Welcome to the forums,
While you might optimize tables in MySQL yearly, I haven't heard of any similar 'leftover mailbox entries for deleted items' issue in Zimbra sprawling to such a scale of 400GB within a week for 1.5 million sends. (Or did you mean each, so 9 mil? Either way 4-40GB is different than almost half a terrabyte.) Sounds like your exchange box is actually storing more than just an index/list of deleted rows.
---Extra info for the future should you switch to ZCS---
First I'll assume you have an external program connecting authing via SMTP that's taking care of the sending/rate limiting. (Or you plan to use other methods in the future to get them to Zimbra such as SOAP etc.)
If these are' mostly' identical messages that your archiving, are you interested in just the logs of who you sent to/if it got accepted instead?
Let's say you've exported the copies you want via whatever method such as tar/zip (.eml by default, which can be read by common mail clients or in a standard text editor) - Zimbra will still have the SMTP transaction logs and they're also inserted into a separate MySQL logger database for faster searching.
/var/log/zimbra.log will contain SMTP
Configured via /opt/zimbra/conf/zmlogrotate or /etc/logrotate.d/zimbra
/opt/zimbra/log & opt/zimbra/mailboxd/logs/ (mailbox services such as http/imap/pop)
Are configured via crontab -e
zimbraLogRawLifetime (default 31d) - lifetime (nnnnn[hmsd]) of raw log rows in consolidated logger tables
zimbraLogSummaryLifetime (default 730d)- lifetime (nnnnn[hmsd]) of summarized log rows in consolidated logger tables
(Note in 6.0 we're moving what we can into the stats service & possibly using RRDtool or SQLite instead of MySQL Bug 35214 - Discontinue use of mysql for logger service > Bug 24199 -kill logger service)

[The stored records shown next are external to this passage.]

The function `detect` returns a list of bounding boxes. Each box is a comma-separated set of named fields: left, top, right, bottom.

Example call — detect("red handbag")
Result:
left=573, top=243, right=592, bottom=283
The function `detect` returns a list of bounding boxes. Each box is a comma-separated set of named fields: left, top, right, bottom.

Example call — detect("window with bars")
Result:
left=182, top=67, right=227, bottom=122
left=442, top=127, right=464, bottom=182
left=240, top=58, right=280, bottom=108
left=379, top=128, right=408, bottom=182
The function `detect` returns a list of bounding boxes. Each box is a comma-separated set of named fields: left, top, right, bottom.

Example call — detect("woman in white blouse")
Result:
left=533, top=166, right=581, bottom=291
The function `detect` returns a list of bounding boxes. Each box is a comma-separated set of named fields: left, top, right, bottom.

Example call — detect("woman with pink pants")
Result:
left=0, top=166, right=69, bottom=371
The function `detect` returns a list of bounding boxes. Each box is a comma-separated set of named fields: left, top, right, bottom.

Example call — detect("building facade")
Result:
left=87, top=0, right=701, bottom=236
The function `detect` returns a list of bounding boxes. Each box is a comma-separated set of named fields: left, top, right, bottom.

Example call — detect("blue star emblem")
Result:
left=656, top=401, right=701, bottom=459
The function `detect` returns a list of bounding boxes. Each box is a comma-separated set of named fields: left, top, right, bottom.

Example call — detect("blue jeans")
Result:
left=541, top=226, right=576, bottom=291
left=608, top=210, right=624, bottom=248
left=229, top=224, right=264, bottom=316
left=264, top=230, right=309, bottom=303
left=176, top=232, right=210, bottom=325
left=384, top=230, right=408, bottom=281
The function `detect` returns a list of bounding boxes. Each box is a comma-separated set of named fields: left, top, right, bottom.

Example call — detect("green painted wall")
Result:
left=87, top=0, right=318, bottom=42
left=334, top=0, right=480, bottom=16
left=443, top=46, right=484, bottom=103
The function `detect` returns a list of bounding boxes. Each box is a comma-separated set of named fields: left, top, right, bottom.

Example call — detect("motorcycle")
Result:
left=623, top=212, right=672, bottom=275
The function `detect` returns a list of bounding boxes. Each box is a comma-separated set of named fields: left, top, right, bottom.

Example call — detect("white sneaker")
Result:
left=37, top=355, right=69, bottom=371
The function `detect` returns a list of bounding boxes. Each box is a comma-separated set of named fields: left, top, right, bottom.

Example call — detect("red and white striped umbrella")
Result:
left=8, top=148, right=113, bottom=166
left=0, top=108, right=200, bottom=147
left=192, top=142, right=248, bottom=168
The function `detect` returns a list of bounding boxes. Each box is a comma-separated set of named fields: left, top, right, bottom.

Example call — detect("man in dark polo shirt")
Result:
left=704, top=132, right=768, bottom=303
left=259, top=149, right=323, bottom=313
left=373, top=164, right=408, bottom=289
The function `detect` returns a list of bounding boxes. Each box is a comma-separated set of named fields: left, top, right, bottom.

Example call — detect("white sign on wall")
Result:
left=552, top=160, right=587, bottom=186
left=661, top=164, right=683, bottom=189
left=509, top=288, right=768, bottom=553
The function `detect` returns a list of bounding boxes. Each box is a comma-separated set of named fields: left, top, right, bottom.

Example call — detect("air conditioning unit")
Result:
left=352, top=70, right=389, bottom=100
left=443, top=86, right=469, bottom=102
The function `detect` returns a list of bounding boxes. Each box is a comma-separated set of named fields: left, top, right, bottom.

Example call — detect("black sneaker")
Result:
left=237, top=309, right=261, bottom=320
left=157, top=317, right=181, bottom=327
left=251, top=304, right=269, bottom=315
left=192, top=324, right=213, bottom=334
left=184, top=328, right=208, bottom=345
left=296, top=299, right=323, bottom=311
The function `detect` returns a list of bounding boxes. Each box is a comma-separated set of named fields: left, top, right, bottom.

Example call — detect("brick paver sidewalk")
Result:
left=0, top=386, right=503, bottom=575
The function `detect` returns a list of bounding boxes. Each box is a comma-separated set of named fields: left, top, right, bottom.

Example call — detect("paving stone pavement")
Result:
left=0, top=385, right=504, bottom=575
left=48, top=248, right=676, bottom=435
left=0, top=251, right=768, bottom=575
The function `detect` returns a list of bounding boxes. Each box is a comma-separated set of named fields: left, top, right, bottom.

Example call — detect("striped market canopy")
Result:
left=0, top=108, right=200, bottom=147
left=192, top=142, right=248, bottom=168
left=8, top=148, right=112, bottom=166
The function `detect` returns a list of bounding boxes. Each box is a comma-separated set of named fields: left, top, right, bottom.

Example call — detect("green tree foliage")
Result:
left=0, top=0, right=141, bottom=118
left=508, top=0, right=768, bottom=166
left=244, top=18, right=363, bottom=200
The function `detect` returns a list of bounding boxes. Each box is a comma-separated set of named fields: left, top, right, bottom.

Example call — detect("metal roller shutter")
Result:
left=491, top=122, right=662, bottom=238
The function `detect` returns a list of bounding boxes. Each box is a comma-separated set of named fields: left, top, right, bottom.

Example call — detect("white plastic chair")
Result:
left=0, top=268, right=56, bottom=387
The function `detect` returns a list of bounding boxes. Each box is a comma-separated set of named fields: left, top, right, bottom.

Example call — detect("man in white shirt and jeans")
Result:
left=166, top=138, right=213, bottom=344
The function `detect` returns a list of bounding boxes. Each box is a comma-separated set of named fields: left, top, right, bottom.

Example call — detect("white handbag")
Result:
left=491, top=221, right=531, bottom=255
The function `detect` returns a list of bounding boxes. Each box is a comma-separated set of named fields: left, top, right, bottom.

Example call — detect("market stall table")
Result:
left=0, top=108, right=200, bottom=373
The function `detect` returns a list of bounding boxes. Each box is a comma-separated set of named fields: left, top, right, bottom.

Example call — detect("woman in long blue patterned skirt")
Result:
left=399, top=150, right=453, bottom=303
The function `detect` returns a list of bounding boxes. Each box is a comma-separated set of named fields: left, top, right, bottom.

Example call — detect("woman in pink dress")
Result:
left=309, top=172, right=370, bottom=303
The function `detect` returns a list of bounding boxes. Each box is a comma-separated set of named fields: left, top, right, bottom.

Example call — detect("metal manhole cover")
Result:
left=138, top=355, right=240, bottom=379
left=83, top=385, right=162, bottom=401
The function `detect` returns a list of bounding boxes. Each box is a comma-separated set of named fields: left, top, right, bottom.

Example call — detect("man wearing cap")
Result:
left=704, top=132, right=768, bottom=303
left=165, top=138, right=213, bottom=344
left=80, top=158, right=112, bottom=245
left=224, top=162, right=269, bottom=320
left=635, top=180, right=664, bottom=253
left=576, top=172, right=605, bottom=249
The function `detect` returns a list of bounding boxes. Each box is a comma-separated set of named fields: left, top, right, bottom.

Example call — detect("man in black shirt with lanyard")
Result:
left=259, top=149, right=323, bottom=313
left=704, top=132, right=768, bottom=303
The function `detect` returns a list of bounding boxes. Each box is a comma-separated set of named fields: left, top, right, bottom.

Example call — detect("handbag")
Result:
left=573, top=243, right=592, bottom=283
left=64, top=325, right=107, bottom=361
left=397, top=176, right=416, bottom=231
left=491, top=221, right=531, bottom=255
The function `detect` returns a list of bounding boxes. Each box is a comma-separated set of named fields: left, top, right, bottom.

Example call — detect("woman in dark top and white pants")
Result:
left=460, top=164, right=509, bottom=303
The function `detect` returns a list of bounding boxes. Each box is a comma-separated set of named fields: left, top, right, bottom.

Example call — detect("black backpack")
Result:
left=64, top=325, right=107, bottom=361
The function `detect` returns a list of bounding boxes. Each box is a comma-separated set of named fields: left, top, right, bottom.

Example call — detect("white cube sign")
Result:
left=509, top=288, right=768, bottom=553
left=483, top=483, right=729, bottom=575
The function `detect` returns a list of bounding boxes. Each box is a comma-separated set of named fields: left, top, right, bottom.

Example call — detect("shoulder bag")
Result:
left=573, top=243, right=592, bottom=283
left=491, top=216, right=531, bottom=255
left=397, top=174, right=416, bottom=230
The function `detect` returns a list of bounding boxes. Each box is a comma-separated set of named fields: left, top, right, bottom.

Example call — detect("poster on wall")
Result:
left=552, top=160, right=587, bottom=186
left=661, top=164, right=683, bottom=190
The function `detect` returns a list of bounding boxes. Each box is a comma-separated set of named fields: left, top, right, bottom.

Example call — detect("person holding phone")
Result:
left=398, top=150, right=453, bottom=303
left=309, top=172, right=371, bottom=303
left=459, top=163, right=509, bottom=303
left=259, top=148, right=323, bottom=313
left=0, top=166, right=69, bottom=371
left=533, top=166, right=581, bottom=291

zmprov mcf zimbraLogRawLifetime #d
Default settings of note for Postfix (the MTA in ZCS):
smtpd_recipient_limit (default 1000) parameter controls how many recipients the SMTP server will take per message delivery request.
-You can't restrict this to a to/cc/bcc field - it's all recipients. For that you'd have to use a regular expression in header_checks to arbitrarily limit the length of each header to something reasonable. (We could do this in the web-client though if someone wants to open an RFE in bugzilla.)

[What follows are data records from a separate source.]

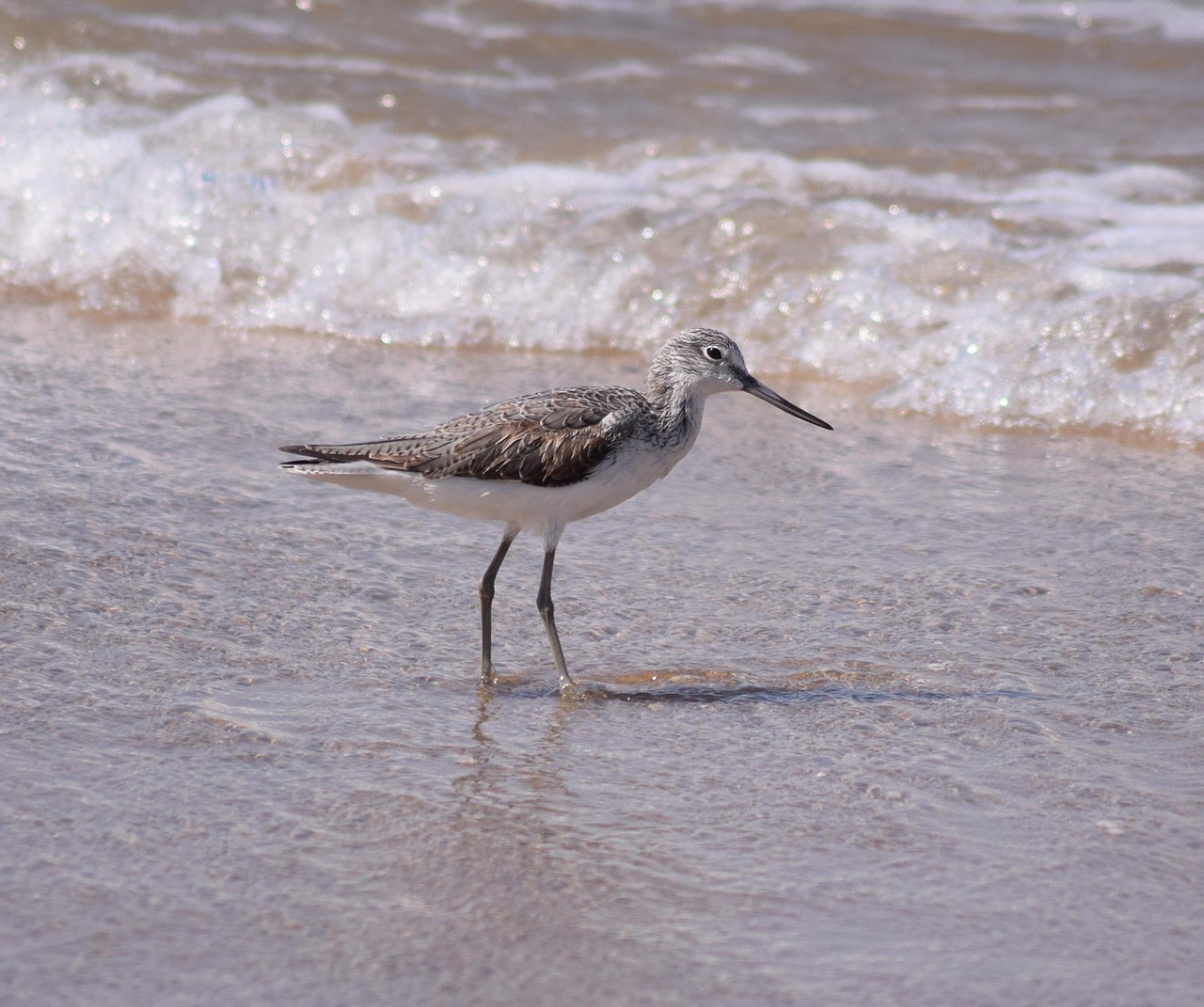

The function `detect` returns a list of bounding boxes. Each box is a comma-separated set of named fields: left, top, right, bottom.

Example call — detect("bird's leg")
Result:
left=481, top=526, right=519, bottom=685
left=534, top=545, right=577, bottom=693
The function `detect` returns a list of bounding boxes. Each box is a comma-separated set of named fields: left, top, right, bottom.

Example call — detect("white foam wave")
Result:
left=0, top=60, right=1204, bottom=442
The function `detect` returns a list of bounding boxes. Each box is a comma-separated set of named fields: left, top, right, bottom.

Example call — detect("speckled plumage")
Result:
left=280, top=328, right=831, bottom=689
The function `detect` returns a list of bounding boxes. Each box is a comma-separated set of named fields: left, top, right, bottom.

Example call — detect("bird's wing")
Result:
left=280, top=387, right=644, bottom=486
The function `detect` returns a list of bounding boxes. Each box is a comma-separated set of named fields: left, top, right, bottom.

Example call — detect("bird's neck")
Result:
left=648, top=380, right=705, bottom=444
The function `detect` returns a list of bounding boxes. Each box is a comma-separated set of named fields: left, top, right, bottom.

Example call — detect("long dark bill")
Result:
left=744, top=375, right=832, bottom=430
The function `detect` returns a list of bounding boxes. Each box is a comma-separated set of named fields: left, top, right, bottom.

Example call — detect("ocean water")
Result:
left=0, top=0, right=1204, bottom=444
left=0, top=0, right=1204, bottom=1007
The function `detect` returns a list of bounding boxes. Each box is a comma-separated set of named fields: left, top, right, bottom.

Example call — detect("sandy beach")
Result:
left=0, top=310, right=1204, bottom=1004
left=0, top=0, right=1204, bottom=1007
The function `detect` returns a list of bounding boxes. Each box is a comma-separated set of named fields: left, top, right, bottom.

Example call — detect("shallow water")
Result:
left=0, top=0, right=1204, bottom=1007
left=0, top=311, right=1204, bottom=1004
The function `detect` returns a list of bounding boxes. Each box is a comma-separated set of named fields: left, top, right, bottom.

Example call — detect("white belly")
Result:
left=289, top=445, right=689, bottom=535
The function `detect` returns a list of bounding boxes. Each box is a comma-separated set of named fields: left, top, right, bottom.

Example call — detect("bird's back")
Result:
left=280, top=385, right=650, bottom=487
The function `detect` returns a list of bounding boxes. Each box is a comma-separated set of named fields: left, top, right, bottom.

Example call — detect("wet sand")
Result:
left=0, top=309, right=1204, bottom=1004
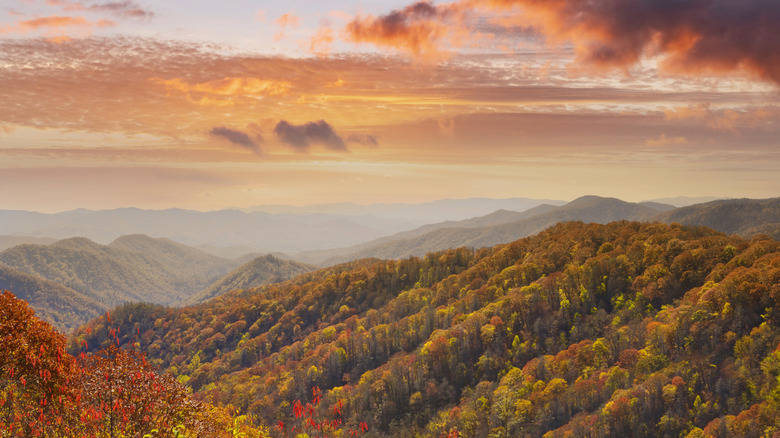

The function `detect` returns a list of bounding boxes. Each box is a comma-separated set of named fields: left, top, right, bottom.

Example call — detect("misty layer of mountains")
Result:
left=296, top=196, right=780, bottom=266
left=0, top=196, right=780, bottom=330
left=0, top=235, right=314, bottom=331
left=0, top=198, right=565, bottom=252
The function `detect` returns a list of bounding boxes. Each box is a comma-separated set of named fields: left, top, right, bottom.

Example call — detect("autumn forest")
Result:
left=2, top=221, right=780, bottom=437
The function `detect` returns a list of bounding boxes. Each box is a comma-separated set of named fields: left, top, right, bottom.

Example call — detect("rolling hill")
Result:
left=182, top=255, right=316, bottom=305
left=295, top=196, right=780, bottom=266
left=654, top=198, right=780, bottom=239
left=0, top=263, right=109, bottom=333
left=71, top=222, right=780, bottom=438
left=0, top=235, right=237, bottom=306
left=295, top=196, right=673, bottom=266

smtpd_recipient_overshoot_limit (default 1000) - The number of recipients that a remote SMTP client can send in excess of the hard limit specified with smtpd_recipient_limit, before the Postfix SMTP server increments the per-session error count for each excess recipient. "Postfix will 4xx the 'overshoot' addresses so a sending MTA can try them again later."
Then see the smtpd_hard_error_limit (default 20) parameter to know at what number of errors it will disconnect.
smtpd_client_recipient_rate_limit (default: 0 no limit) - The maximum number of recipient addresses that an SMTP client may specify in the time interval specified via anvil_rate_time_unit default 60s -careful adjusting this affects other things!!! (there's also anvil_status_update_time = 600s for logging peak usage) Note that this is "regardless of whether or not Postfix actually accepts those recipients" Those over will receive a 450 4.7.1 Error: too many recipients from [the.client.ip.address] It's up to the client to deliver those recipients at some later time.
Smtpd_recipient_limit is not to be confused with default_destination_recipient_limit (50) parameter, which controls how many recipients a Postfix delivery agent will send with each copy of an email message. If an email message exceeds that value, the Postfix queue manager breaks up the list of recipients into smaller lists. Postfix will attempt to send multiple copies of the message in parallel. So that really isn't limiting the number of addresses, it just breaks it into chunks for other servers to accept easier.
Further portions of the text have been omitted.